Having arrived at this conclusion, I must deny the motion for a temporary injunction. There remains, however, the question whether this court has any jurisdiction at all over this action. It is clearly an action for an injunction. No damages are alleged and none are prayed for. On the authority of Amalgamated Ass'n, Etc. v. Dixie Motor Coach Corp., 8 Cir., 170 F.2d 902, supra, the complaint then should be dismissed. Aside from this failure to allege damages the complaint is insufficient in failing to allege any violation of section 303. The only allegations that could possibly be construed to come within the meaning of section 303 are allegations of threats and it has been held that threats of conduct declared unlawful by section 303(a) are not made actionable by this section. Schatte v. International Alliance, Etc., 9 Cir., 182 F.2d 158, 165, certiorari denied 340 U.S. 827, 71 S. Ct. 64, 95 L. Ed. 608. In addition, I think that, even under our liberal system of pleading, if the complaint alleged that the threats had been carried out, it still would not state a claim under the terms of section 303(a) which is set out in the margin.
*947 That this conduct may be unlawful for other reasons cannot supply jurisdiction in this court in the absence of diversity of citizenship and the requisite amount in controversy. Walker v. United Mine Workers of America, D.C.W.D.Pa., 105 F. Supp. 608; International Longshoremen's & W. U. v. Sunset L. and T. Co., D.C.N.D.Cal., 77 F. Supp. 119. See H. N. Thayer Co. v. Binnall, D.C.D.Mass., 82 F. Supp. 566.
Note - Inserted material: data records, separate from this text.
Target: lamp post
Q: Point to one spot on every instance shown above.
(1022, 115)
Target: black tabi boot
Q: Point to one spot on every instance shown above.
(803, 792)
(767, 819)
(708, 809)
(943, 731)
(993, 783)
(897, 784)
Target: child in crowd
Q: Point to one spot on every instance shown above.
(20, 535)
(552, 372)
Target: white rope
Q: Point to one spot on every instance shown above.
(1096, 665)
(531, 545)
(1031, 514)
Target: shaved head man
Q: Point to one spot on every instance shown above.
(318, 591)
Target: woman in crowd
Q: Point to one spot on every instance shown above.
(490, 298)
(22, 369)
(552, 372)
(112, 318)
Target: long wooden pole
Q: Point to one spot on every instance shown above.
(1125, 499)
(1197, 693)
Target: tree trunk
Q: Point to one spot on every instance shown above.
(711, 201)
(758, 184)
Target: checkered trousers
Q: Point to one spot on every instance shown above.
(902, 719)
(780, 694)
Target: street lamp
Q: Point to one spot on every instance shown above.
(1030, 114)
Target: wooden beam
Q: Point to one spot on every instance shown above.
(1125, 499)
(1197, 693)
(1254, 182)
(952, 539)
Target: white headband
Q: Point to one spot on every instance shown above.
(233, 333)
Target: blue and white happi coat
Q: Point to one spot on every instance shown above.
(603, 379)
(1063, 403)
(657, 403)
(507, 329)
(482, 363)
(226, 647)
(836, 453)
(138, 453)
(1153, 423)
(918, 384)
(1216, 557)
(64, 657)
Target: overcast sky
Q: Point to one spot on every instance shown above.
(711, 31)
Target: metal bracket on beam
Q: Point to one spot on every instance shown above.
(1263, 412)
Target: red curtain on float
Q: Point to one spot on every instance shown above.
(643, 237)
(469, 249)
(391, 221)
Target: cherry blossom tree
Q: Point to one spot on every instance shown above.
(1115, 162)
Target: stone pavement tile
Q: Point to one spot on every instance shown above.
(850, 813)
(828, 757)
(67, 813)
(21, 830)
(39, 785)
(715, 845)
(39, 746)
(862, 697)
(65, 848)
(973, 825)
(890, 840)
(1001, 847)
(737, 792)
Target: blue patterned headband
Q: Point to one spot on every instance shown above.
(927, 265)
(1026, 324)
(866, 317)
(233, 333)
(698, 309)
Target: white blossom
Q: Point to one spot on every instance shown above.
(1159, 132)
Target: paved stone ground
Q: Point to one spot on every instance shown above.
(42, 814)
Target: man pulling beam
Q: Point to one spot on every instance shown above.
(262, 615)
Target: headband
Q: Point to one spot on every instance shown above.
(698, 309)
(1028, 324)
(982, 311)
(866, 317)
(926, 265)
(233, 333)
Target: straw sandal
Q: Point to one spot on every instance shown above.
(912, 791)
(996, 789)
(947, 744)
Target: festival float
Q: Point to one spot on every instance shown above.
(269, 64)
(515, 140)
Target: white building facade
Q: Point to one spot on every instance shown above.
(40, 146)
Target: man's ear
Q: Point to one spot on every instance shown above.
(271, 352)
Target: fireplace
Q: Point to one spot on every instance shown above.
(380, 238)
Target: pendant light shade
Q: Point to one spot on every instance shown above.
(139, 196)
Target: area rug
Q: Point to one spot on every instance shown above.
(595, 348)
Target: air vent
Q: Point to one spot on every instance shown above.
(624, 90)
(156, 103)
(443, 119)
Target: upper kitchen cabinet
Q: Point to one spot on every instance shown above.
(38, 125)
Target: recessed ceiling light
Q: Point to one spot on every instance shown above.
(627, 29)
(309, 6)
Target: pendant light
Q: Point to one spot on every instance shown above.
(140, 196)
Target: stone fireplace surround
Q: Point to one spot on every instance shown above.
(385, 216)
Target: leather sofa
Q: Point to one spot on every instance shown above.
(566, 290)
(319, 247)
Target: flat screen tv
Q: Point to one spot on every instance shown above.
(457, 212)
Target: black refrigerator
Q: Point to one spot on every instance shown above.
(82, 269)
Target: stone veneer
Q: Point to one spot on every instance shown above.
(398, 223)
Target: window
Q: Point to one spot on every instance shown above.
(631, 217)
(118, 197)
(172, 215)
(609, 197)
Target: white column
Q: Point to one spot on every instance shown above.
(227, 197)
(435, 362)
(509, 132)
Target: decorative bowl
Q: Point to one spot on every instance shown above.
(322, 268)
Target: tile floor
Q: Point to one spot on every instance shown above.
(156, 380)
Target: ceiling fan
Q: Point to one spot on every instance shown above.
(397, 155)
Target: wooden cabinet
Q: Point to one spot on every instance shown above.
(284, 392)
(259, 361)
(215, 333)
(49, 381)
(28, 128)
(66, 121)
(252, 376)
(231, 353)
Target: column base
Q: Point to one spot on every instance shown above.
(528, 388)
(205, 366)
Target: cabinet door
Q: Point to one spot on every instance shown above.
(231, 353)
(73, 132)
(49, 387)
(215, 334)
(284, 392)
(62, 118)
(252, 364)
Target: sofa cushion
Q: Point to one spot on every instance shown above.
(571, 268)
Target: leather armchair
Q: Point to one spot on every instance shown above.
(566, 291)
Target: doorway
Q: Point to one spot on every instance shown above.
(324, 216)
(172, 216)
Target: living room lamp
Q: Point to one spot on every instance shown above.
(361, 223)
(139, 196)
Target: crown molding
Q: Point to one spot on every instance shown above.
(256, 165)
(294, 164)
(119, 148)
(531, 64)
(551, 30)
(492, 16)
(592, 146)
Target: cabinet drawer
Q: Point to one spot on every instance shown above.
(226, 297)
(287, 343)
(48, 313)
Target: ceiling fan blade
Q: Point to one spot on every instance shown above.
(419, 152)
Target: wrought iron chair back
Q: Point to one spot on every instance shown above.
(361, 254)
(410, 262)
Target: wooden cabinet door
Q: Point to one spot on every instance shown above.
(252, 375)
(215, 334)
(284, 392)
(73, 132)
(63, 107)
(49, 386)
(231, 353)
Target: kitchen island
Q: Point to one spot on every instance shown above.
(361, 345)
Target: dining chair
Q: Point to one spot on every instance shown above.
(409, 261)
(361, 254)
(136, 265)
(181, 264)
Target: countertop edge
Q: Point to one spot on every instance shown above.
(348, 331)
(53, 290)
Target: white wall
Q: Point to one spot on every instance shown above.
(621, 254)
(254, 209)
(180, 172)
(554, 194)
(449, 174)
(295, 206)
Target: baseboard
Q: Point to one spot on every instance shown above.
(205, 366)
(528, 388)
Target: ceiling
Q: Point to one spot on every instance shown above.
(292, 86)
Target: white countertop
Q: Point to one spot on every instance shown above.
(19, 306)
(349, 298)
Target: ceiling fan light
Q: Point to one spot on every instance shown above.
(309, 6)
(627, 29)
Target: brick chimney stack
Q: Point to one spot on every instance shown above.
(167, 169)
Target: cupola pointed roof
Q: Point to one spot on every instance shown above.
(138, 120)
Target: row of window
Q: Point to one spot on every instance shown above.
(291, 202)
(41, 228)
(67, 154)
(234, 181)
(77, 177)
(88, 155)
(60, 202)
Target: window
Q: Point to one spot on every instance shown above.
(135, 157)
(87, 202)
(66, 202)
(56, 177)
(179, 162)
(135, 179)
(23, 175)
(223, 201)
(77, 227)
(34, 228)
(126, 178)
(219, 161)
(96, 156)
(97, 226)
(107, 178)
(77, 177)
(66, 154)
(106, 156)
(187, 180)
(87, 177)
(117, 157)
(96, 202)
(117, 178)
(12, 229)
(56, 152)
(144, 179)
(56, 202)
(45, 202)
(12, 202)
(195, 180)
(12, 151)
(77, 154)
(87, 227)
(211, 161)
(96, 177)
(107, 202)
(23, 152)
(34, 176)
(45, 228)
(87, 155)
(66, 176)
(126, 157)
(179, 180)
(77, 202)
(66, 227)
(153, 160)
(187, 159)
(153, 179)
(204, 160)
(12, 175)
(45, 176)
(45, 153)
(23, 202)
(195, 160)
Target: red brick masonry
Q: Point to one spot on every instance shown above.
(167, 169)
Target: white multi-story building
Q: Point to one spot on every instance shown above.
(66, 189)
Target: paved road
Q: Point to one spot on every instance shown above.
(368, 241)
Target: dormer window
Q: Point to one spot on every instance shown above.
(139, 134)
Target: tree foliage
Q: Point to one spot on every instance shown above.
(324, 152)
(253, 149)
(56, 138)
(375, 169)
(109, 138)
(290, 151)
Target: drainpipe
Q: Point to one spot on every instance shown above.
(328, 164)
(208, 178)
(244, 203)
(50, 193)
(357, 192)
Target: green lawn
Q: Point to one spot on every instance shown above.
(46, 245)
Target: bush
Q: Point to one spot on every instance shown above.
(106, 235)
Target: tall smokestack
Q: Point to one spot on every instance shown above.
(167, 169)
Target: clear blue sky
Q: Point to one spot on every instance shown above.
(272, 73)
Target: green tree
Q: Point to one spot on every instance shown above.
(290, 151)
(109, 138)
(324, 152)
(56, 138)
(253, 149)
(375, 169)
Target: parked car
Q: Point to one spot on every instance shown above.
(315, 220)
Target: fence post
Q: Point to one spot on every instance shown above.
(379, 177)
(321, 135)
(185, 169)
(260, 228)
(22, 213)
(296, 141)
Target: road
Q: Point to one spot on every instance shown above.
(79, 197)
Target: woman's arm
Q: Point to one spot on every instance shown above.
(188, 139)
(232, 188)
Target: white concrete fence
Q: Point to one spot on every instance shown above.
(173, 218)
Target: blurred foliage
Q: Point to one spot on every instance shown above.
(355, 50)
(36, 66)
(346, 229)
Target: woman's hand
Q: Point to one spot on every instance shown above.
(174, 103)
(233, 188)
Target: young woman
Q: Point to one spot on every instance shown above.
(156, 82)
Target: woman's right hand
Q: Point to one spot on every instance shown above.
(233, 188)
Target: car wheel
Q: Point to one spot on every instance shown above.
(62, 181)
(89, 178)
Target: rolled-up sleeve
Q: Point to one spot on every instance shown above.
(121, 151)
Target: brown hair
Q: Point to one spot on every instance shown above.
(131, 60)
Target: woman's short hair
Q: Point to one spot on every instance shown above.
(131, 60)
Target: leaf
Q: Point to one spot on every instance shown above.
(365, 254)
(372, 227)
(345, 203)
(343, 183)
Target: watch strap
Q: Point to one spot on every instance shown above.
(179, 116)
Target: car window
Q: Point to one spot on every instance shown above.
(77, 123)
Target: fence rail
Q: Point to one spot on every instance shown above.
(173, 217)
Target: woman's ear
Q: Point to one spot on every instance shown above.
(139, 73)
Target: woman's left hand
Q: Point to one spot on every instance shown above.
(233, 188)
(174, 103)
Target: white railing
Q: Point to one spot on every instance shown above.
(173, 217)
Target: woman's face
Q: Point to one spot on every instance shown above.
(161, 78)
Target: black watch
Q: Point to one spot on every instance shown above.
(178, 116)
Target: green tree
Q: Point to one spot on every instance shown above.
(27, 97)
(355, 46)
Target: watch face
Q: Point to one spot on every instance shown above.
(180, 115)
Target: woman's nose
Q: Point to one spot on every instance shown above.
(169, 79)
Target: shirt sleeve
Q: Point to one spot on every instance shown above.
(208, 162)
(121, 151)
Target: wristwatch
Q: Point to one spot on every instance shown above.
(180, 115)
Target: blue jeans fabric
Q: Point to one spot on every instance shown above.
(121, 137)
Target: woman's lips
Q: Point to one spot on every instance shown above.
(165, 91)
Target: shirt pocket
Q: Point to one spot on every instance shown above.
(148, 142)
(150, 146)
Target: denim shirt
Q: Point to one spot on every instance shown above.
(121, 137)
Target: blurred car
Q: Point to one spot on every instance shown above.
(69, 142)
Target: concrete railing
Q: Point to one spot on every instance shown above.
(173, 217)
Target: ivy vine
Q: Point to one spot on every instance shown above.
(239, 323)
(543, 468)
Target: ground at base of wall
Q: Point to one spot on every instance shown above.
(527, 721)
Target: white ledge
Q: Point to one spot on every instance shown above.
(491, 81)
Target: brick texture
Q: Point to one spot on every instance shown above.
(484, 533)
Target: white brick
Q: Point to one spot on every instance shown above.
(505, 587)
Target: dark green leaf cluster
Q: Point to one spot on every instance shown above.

The motion for a temporary injunction is denied and the complaint is dismissed for lack of jurisdiction.NOTES
 29 U.S.C. § 187(a) reads:
"(a) It shall be unlawful, for the purposes of this section only, in an industry or activity affecting commerce, for any labor organization to engage in, or to induce or encourage the employees of any employer to engage in, a strike or a concerted refusal in the course of their employment to use, manufacture, process, transport, or otherwise handle or work on any goods, articles, materials, or commodities or to perform any services, where an object thereof is
"(1) forcing or requiring any employer or self-employed person to join any labor or employer organization or any employer or other person to cease using, selling, handling, transporting, or otherwise dealing in the products of any other producer, processor, or manufacturer, or to cease doing business with any other person;
"(2) forcing or requiring any other employer to recognize or bargain with a labor organization as the representative of his employees unless such labor organization has been certified as the representative of such employees under the provisions of section 159 of this title;
"(3) forcing or requiring any employer to recognize or bargain with a particular labor organization as the representative of his employees if another labor organization has been certified as the representative of such employees under the provisions of section 159 of this title;
"(4) forcing or requiring any employer to assign particular work to employees in a particular labor organization or in a particular trade, craft, or class rather than to employees in another labor organization or in another trade, craft, or class unless such employer is failing to conform to an order or certification of the National Labor Relations Board determining the bargaining representative for employees performing such work. Nothing contained in this subsection shall be construed to make unlawful a refusal by any person to enter upon the premises of any employer (other than his own employer), if the employees of such employer are engaged in a strike ratified or approved by a representative of such employees whom such employer is required to recognize under subchapter II of this chapter."